Abstract

Cerebrovascular malformations include a broad spectrum of intracranial blood vessel disorders, involving the arterial wall, capillary bed, venous and lymphatic systems. Their main associated risks are intracerebral hemorrhage, seizures and focal neurological deficits. We carried out a retroprospective study over a period of 45 months (3 years and 9 months), ranging from April 01, 2018 to December 31, 2021; from the files of patients referred for magnetic resonance imaging (MRI) or CT scan cerebral exploration in the context of neurological symptomatology or as part of an assessment carried out for other medical or surgical purposes, with as judgment criterion the demonstration of a cerebrovascular malformation. We collected fifty-three (53) patients, with an average age of 47 years old and as extremes ages 18 years old and 70 years old. We noted a female predominance with a sex ratio of 1.7 in favor of female sex. The most of patients were explored with MRI in 85% of cases. Our patient history was dominated by arterial hypertension in 20% of cases and hemorragic stroke in 12% of cases. The symptomatology presented by the patients was mainly represented by headache and epileptic seizures in 20% of cases each, dizziness in 15% of cases. The cerebrovascular malformations were dominated by cavernomas in 54% of cases (complicated of bleeding in 27% of cases). Other cerebrovascular malformations were : aneurysm: 19%, arteriovenous malformations: 15% and developmental venous abnormalities in 12% of cases. MRI and CT scans are very important radiological modalities for diagnosing malformative cerebral vascular abnormalities. Their discovery is more often made during a radiological assessment motivated by another cause.

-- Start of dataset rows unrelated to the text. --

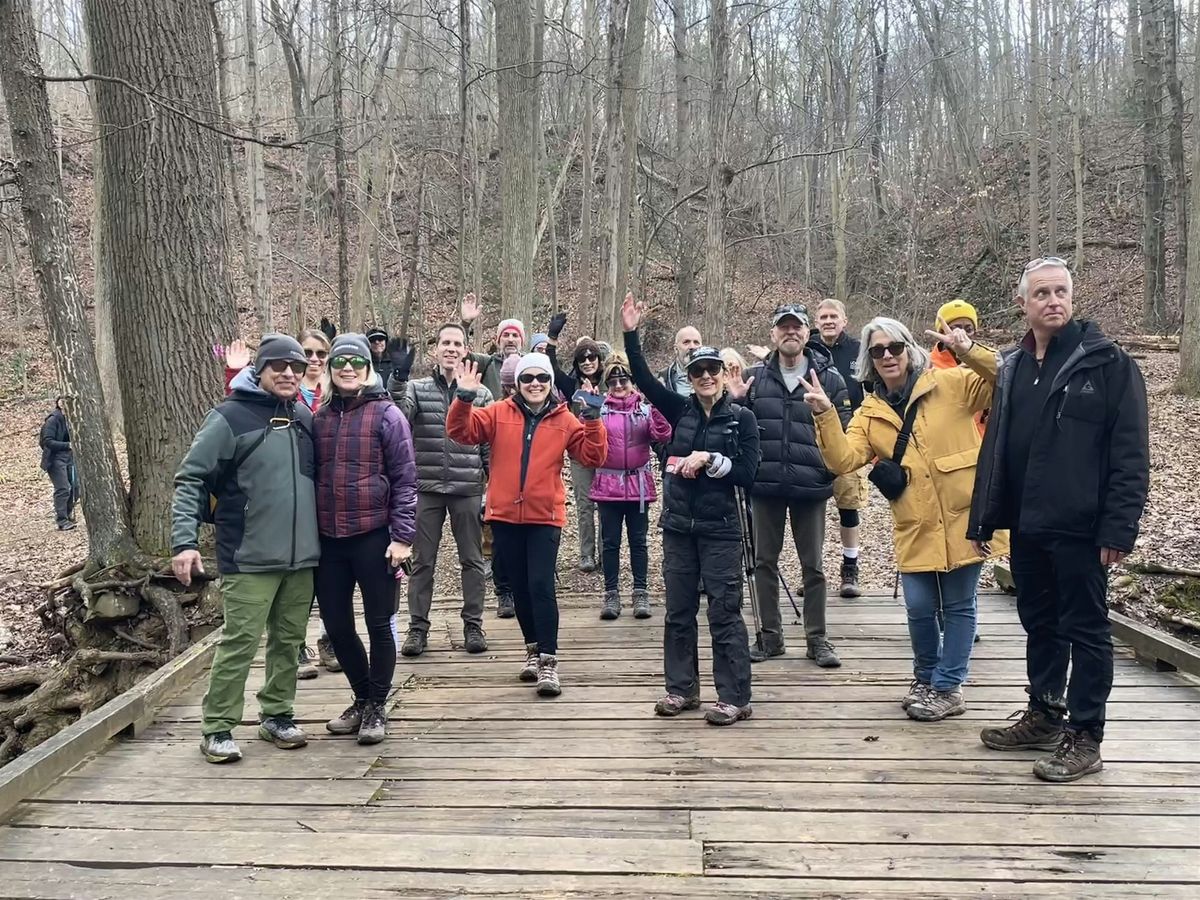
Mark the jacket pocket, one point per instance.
(955, 478)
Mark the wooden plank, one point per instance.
(31, 772)
(1014, 863)
(233, 816)
(63, 881)
(247, 791)
(947, 828)
(444, 852)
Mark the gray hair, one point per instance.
(918, 357)
(1043, 263)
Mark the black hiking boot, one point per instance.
(1077, 755)
(1033, 731)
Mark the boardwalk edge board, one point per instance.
(35, 771)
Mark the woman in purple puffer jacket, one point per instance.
(623, 487)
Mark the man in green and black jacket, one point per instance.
(250, 471)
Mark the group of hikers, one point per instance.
(334, 463)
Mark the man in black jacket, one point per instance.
(792, 479)
(1066, 466)
(849, 490)
(58, 462)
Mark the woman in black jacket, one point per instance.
(713, 453)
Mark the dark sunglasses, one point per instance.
(895, 348)
(282, 365)
(705, 369)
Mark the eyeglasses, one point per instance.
(282, 365)
(343, 361)
(895, 348)
(705, 369)
(1044, 261)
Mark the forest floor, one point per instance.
(33, 551)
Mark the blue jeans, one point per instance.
(941, 660)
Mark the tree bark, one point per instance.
(47, 223)
(163, 216)
(517, 108)
(719, 177)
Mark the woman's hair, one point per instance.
(918, 357)
(315, 335)
(732, 358)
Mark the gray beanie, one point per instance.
(351, 343)
(275, 346)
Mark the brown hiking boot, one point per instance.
(1077, 755)
(1033, 731)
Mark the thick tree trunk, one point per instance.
(47, 223)
(719, 177)
(163, 216)
(517, 106)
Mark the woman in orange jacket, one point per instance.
(526, 498)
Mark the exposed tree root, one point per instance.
(96, 615)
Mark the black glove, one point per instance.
(402, 355)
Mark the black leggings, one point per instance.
(346, 562)
(637, 522)
(531, 557)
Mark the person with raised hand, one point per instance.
(526, 502)
(1065, 465)
(918, 420)
(366, 510)
(712, 453)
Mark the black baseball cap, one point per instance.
(796, 311)
(705, 354)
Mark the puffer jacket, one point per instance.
(625, 474)
(365, 473)
(1089, 468)
(930, 517)
(262, 475)
(526, 483)
(792, 468)
(443, 466)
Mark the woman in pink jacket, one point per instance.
(623, 487)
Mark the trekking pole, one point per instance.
(745, 525)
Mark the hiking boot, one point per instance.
(850, 588)
(529, 670)
(282, 731)
(726, 713)
(1077, 755)
(307, 667)
(611, 607)
(673, 705)
(766, 651)
(375, 724)
(349, 720)
(821, 652)
(219, 748)
(937, 705)
(414, 643)
(1033, 731)
(473, 637)
(547, 676)
(917, 691)
(327, 655)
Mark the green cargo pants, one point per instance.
(253, 601)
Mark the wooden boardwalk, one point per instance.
(486, 791)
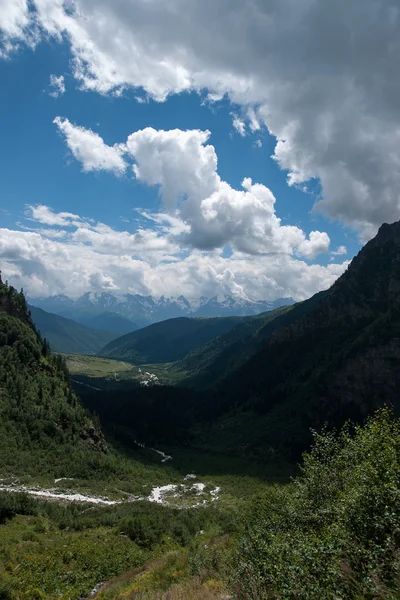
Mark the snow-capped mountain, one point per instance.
(144, 310)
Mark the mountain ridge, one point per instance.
(68, 336)
(146, 310)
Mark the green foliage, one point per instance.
(66, 335)
(169, 340)
(335, 532)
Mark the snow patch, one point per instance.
(55, 495)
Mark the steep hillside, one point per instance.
(339, 361)
(167, 341)
(110, 321)
(68, 336)
(225, 353)
(39, 414)
(331, 358)
(145, 310)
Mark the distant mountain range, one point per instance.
(68, 336)
(140, 311)
(258, 387)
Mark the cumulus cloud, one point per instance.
(317, 243)
(43, 214)
(322, 76)
(184, 167)
(97, 257)
(14, 18)
(341, 251)
(89, 148)
(239, 125)
(57, 86)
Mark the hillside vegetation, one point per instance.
(38, 411)
(66, 335)
(339, 360)
(168, 341)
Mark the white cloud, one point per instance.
(178, 161)
(57, 86)
(214, 214)
(317, 243)
(96, 257)
(321, 76)
(43, 214)
(89, 148)
(14, 18)
(239, 125)
(341, 251)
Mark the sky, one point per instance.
(195, 147)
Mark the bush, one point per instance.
(335, 532)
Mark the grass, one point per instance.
(83, 368)
(38, 560)
(199, 572)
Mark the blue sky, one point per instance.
(202, 231)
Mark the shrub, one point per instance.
(335, 532)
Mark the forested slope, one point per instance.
(39, 413)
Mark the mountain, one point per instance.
(167, 341)
(339, 360)
(41, 420)
(110, 321)
(262, 384)
(65, 335)
(145, 310)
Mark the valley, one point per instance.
(206, 458)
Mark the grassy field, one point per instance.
(104, 370)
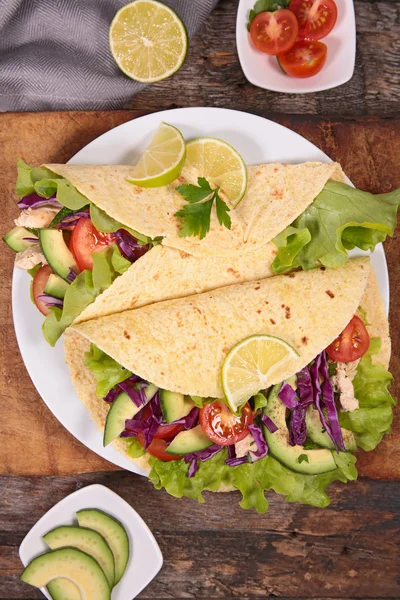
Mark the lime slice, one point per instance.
(220, 164)
(250, 366)
(148, 40)
(163, 159)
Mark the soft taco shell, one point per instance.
(165, 273)
(276, 195)
(180, 345)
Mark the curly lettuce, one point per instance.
(340, 218)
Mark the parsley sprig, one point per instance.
(197, 214)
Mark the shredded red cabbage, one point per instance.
(269, 424)
(34, 201)
(193, 468)
(129, 246)
(287, 395)
(51, 300)
(262, 448)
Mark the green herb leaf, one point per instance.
(302, 458)
(197, 214)
(266, 5)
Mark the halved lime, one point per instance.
(163, 159)
(220, 164)
(250, 365)
(148, 40)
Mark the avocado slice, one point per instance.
(319, 461)
(63, 589)
(189, 441)
(122, 409)
(57, 253)
(88, 541)
(112, 531)
(175, 406)
(15, 239)
(318, 436)
(56, 286)
(72, 564)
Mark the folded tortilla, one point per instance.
(276, 194)
(180, 345)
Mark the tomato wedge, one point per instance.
(38, 284)
(222, 426)
(351, 344)
(316, 18)
(305, 59)
(157, 448)
(274, 32)
(85, 240)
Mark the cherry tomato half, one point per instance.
(38, 284)
(316, 18)
(157, 448)
(351, 344)
(222, 426)
(305, 59)
(85, 240)
(273, 32)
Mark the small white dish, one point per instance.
(145, 558)
(263, 70)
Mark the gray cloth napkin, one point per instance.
(54, 54)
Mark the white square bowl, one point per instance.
(263, 70)
(145, 559)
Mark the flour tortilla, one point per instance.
(165, 273)
(275, 196)
(76, 345)
(180, 345)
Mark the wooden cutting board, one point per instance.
(31, 439)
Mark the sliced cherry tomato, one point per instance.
(222, 426)
(351, 344)
(157, 448)
(38, 284)
(273, 32)
(316, 18)
(305, 59)
(85, 240)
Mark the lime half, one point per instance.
(250, 365)
(148, 40)
(163, 159)
(220, 164)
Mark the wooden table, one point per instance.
(216, 550)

Keywords: Cerebrovascular; Malformation; Revelation; Adults; MRI; CT scan.

Citation: Ndayishimiye V, Sabiri M, Jbara O, Banao M, Labied M, et al. Cerebrovascular malformations in adults: What mode of revelation? About 53 cases. J Clin Images Med Case Rep. 2022; 3(6): 1888.

Introduction

Cerebrovascular malformations include a broad spectrum of intracranial blood vessel disorders, involving the arterial wall, capillary bed, venous and lymphatic systems. Their main associated risks are intracerebral hemorrhage, seizures and focal neurological deficits.

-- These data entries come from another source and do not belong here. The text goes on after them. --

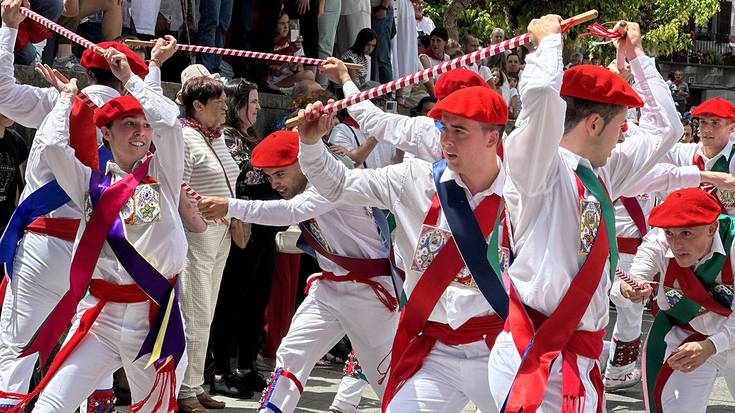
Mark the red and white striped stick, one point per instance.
(626, 278)
(441, 68)
(194, 194)
(242, 53)
(60, 30)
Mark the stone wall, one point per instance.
(272, 106)
(713, 80)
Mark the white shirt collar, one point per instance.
(573, 160)
(717, 248)
(495, 188)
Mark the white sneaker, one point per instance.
(616, 382)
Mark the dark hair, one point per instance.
(578, 109)
(363, 37)
(103, 77)
(425, 41)
(424, 100)
(441, 33)
(201, 88)
(238, 95)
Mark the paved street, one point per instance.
(322, 386)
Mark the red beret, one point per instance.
(597, 84)
(117, 108)
(277, 150)
(456, 79)
(717, 107)
(477, 103)
(689, 207)
(91, 60)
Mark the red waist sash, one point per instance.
(629, 245)
(62, 228)
(385, 297)
(477, 328)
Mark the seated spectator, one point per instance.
(285, 75)
(497, 36)
(360, 52)
(74, 12)
(453, 49)
(436, 52)
(470, 43)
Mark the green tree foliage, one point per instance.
(663, 22)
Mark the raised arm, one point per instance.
(659, 128)
(417, 136)
(52, 140)
(26, 105)
(162, 113)
(666, 177)
(304, 206)
(532, 148)
(370, 187)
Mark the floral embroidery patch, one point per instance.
(589, 221)
(430, 243)
(144, 207)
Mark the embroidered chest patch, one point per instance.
(590, 214)
(143, 207)
(430, 243)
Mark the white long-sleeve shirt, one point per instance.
(407, 190)
(662, 178)
(349, 230)
(653, 258)
(155, 230)
(683, 154)
(541, 193)
(417, 136)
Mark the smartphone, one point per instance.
(294, 27)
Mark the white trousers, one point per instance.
(689, 392)
(40, 279)
(504, 363)
(200, 281)
(628, 322)
(450, 377)
(331, 310)
(112, 342)
(349, 394)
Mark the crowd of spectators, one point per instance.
(231, 269)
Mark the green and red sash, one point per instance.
(409, 346)
(721, 165)
(540, 343)
(684, 307)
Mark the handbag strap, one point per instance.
(227, 179)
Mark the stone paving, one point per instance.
(322, 386)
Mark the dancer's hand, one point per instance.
(688, 356)
(636, 296)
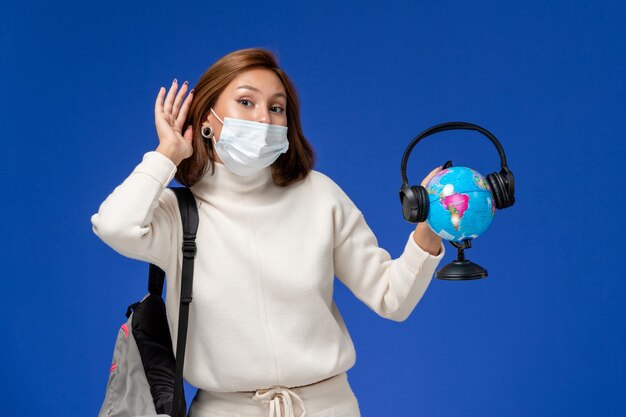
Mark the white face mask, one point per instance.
(247, 147)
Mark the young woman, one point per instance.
(264, 332)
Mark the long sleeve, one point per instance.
(390, 287)
(138, 218)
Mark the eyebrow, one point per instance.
(249, 87)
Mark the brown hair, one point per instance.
(290, 167)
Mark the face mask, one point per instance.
(247, 147)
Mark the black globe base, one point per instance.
(461, 269)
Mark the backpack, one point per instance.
(145, 378)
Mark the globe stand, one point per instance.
(461, 269)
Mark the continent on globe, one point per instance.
(461, 204)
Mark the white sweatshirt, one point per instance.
(262, 312)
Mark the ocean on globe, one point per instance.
(461, 204)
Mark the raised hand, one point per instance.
(169, 117)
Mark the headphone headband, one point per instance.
(442, 127)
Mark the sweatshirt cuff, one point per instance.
(158, 166)
(416, 258)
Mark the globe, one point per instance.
(461, 204)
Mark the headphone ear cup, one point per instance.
(498, 190)
(419, 208)
(423, 203)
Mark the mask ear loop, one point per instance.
(211, 134)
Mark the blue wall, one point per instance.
(543, 335)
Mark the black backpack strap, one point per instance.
(189, 217)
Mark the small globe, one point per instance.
(461, 204)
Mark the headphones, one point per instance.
(414, 198)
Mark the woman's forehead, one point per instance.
(261, 80)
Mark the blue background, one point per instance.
(543, 335)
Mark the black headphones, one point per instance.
(414, 198)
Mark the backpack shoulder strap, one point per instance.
(190, 220)
(189, 215)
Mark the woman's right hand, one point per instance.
(169, 117)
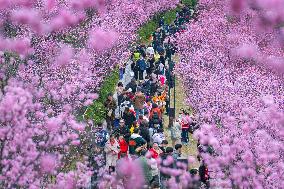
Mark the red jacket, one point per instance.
(154, 153)
(123, 146)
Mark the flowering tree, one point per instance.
(232, 68)
(54, 56)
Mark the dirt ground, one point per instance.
(191, 148)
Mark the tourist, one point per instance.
(155, 115)
(139, 101)
(144, 131)
(155, 151)
(128, 117)
(164, 145)
(135, 141)
(177, 152)
(110, 106)
(132, 85)
(142, 66)
(176, 132)
(123, 146)
(143, 162)
(112, 150)
(123, 130)
(159, 136)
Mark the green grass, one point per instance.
(169, 16)
(96, 111)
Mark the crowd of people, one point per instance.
(134, 113)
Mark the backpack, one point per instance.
(101, 138)
(155, 118)
(132, 146)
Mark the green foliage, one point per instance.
(96, 111)
(190, 3)
(146, 31)
(169, 16)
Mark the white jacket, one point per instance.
(111, 157)
(158, 138)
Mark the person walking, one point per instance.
(141, 63)
(110, 106)
(175, 133)
(111, 150)
(139, 101)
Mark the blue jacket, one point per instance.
(142, 64)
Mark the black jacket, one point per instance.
(144, 132)
(128, 118)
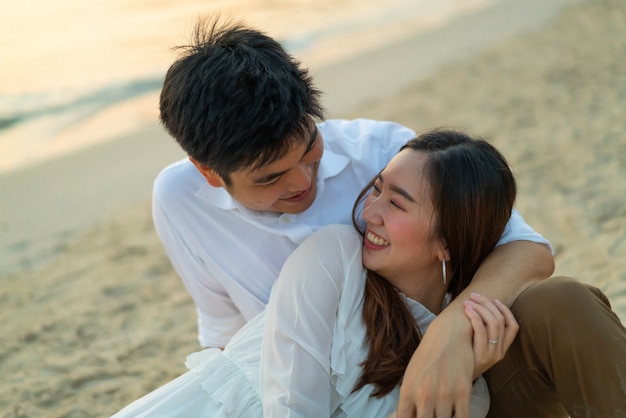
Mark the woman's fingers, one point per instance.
(511, 327)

The goals of our study are :
-To show the radiological characteristics in magnetic resonance imaging (MRI) and computed tomography of cerebrovascular malformations in adults, symptomatic or not.
- Enlighten clinicians on the type of the lesions.

Materials and methods

We carried out a retroprospective study over a period of 45 months (3 years and 9 months), ranging from April 01, 2018 to December 31, 2021 from the files of patients referred for MRI or CT scan cerebral exploration in the context of a neurological symptomatology or as part of an assessment carried out for other medical or surgical purposes.

The judgment criterion was the demonstration of a cerebrovascular malformation, whether or not it is related to the patient’s clinical symptomatology.

Data processing were performed using Excel software.

Figure 1: Distribution of patients by history.

Figure 2: Distribution of patients by symptomatology.

Figure 3: Distribution of patients by type of cerebrovascular malformation.

Results

- Fifty-three (53) patients were collected.

- Average age: 47 years old, with the extremes of 18 years old and 70 years old.

- Gender: 34 women and 19 men.

- Exploration method: MRI n = 45, CT scan :8

Discussion

The classification of cerebrovascular malformations distinguishes between arteriovenous malformations (with plexiform nidus or with arteriovenous fistula), cavernous angiomas, capillary telangiectasias and venous development abnormalities (venous angiomas) [1]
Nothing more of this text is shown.